Deepfakes are misleading images, videos and audio that have been edited or generated with AI. They’re frequently used to target people — overwhelmingly women and girls — with images and videos that depict their faces and likenesses in nude and sexually explicit scenarios without their consent. More of these deepfakes were posted online in 2023 than every other year combined, and high-profile incidents have continued into 2024. Earlier this month, NBC News found Meta hosted hundreds of ads since September for a deepfake app that offered the ability to “undress” photos — 11 ads showed blurred, nude photos of “undressed” images of actress Jenna Ortega taken when she was just 16. Having suspended dozens of the ads previously, Meta only suspended the company behind the ads after NBC News reached out.

Deepfakes have also increasingly been used in scams and political disinformation, including about 2024 elections

In January, a deepfake robocall that phoned thousands of New Hampshire Democrats imitated Joe Biden’s voice with AI and told them not to vote in the primary election. NBC News reported that a  Democratic consultant with ties to a rival campaign paid a magician to create the audio, which he did with AI software from the company ElevenLabs.  

ElevenLabs embeds watermarks, inaudible to the human ear, into audio files produced with its software. Anyone can upload a sample to its free “speech classifier” to scan for those watermarks.

But the act of using deepfake audio for nefarious purposes in the real world can alter the sound file and remove those watermarks. When NBC News uploaded the magician’s original file to the speech classifier, ElevenLabs said there was a 98% chance its software made that sample. But when NBC News uploaded a recording of the same fake Biden call that had been recorded from the voicemail of a New Hampshire resident who received the call — a process that added some distortion to the audio file — the classifier said there was only a 2% chance that ElevenLabs’ software was involved.

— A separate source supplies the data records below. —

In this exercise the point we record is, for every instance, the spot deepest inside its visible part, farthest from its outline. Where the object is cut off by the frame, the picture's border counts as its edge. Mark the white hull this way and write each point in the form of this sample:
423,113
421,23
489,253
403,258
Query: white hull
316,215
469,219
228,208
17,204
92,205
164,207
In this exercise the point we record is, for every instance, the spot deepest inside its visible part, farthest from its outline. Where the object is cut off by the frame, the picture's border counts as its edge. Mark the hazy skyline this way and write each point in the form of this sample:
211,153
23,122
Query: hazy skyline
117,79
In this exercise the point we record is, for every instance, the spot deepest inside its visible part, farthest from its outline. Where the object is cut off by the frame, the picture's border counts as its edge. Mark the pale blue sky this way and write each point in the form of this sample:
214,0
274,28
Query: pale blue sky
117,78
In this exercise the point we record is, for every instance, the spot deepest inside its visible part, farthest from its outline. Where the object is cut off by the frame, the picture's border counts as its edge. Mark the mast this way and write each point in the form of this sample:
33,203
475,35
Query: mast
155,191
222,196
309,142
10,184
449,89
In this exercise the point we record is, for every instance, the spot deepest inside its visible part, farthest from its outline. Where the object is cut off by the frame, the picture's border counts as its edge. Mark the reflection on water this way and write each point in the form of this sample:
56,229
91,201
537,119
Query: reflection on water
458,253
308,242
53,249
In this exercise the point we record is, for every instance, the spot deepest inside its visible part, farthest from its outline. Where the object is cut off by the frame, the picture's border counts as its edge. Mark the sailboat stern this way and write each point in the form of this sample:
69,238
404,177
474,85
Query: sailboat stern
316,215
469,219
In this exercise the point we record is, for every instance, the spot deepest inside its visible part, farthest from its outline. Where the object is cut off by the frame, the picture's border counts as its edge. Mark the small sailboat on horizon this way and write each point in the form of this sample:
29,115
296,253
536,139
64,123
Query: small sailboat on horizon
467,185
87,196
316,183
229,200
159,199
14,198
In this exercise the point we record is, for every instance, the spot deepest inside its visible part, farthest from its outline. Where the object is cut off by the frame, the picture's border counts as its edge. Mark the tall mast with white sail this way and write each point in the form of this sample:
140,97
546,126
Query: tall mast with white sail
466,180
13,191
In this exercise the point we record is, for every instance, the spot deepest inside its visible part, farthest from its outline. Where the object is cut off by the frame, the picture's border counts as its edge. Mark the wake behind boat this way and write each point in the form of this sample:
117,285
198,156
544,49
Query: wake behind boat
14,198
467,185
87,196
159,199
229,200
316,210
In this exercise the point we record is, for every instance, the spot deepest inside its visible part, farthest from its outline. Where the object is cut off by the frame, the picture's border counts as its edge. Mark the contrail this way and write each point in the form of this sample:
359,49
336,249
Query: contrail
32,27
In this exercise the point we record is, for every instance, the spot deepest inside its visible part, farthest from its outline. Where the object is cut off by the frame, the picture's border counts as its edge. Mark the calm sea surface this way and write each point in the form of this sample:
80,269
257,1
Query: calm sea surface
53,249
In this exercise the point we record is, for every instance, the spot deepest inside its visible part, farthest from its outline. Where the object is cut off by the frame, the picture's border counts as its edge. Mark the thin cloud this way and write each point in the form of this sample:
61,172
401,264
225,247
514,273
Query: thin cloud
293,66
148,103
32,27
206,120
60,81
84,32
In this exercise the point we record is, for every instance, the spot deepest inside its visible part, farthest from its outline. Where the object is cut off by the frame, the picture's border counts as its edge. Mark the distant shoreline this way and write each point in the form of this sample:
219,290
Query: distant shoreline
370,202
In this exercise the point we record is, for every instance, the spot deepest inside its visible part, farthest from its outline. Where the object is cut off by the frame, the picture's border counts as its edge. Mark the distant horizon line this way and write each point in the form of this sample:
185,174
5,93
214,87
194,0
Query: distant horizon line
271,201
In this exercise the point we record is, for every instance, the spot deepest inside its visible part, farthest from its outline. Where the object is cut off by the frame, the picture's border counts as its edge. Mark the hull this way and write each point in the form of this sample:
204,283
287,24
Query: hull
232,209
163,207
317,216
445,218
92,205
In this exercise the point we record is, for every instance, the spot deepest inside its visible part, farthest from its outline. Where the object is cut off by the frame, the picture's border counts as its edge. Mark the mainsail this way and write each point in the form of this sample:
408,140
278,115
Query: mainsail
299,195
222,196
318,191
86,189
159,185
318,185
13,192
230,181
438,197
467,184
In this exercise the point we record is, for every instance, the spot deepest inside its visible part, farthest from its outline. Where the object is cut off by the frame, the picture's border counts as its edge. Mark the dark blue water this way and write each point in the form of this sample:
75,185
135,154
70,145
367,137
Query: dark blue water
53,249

Social media platforms and search engines are already littered with deepfakes, and app stores are full of services that advertise their creation. Some of these posts and advertisements have deepfake nude and sexually-explicit images featuring the faces of children

Rao was pragmatic about the reach that Adobe’s own watermarking initiative could have. First, he said, the public has to recognize the labels that indicate AI-generated content. In order to be widely effective, the public would have to learn to verify visual media before trusting it. This would be a major feat. Rao compared the potential shift to expecting and recognizing content credentials in visual media to public awareness of online phishing campaigns — which, meanwhile, have sharply increased alongside the rise of ChatGPT. 

“We don’t have to believe everything correctly,” he said in an NBC News interview in February. “It’s really the important things that we should do the extra work on to believe whether it’s true or not.”